Miss Hare sat making those little noises of protest reminiscent of frogs and leather.
"Clever people," she was saying, "are the victims of words."
She herself could have dwindled into a marvellous silence, her body slipping from her, or elongated into such shapes of love and music as she had only noticed long ago in dancers, swaying and looking, no more governed by precept or reason, but by some other lesson which the flesh might at any moment remember, at the touch of peacock feathers.
Miss Hare had to glance at her companion to see whether he could be aware that her limbs were, in fact, so long and lovely, and her conical white breasts not so cold as they had been taught to behave unless offered the excuse of music.
But the Jew had set himself to observe the strange situation in which his hand had become involved. And at the same time he was saying, "I agree that intellect can be a serious handicap. There are moments when I like to imagine I have overcome it." Then, as the wrinkles gathered at the corners of his mouth: "It is most salutary that you and the drill at which I spend my working life should disillusion me from time to time."
He accused with a kindliness, even sweetness, which made her almost throw away the hand. Her evanescent beauty was lit with the little mirrors of fury, before it was destroyed.
Which it was, of course. Her condition could not have been less obvious than the sad rags of old cobwebs hanging from a cornice.
"Oh," she cried, her mouth full of tears and pebbles, "I am not interested in you! Not what you are, think, feel. I am only concerned for your safety. I am responsible for you!" she gasped.

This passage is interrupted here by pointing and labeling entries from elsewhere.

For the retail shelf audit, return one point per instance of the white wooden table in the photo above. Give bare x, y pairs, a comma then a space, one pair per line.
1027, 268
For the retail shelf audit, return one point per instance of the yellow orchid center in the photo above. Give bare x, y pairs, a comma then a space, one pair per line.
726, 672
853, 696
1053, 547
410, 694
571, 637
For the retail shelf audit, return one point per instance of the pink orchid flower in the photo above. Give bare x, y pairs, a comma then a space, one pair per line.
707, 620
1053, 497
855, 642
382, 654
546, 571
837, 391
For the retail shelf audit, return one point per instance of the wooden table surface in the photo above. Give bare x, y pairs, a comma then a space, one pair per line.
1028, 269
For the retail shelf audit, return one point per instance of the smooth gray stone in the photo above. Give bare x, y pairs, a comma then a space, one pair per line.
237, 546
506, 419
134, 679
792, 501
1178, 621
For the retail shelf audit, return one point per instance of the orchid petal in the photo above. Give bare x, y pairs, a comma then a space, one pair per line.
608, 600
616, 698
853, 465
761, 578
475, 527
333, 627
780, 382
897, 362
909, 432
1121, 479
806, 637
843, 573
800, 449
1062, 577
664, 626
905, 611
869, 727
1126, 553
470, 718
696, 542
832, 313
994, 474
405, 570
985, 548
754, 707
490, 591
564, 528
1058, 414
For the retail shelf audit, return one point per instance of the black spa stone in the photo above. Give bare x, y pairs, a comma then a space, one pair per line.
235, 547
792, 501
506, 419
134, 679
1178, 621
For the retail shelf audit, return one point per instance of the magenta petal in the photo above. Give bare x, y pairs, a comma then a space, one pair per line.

In her anxiety, her tormented skin began to chafe the hand. Whether she had suspected a moment before, probably for the first and only time, what it was to be a woman, her passion was more serious, touching, urgent now that she had been reduced to the status of a troubled human being. Although they continued to sit apart on the terribly formal furniture, it was this latest metamorphosis which brought the two closest together.
Himmelfarb stirred inside the aggressive, and in no way personal boiler-suit.
After clearing his throat, he asked, "Is there any concrete evidence of danger?"
If he played for time, and ignored the last dictates of repulsion which might advise him to withdraw his hand, he could perhaps persuade her into telling him the most secret hiding places.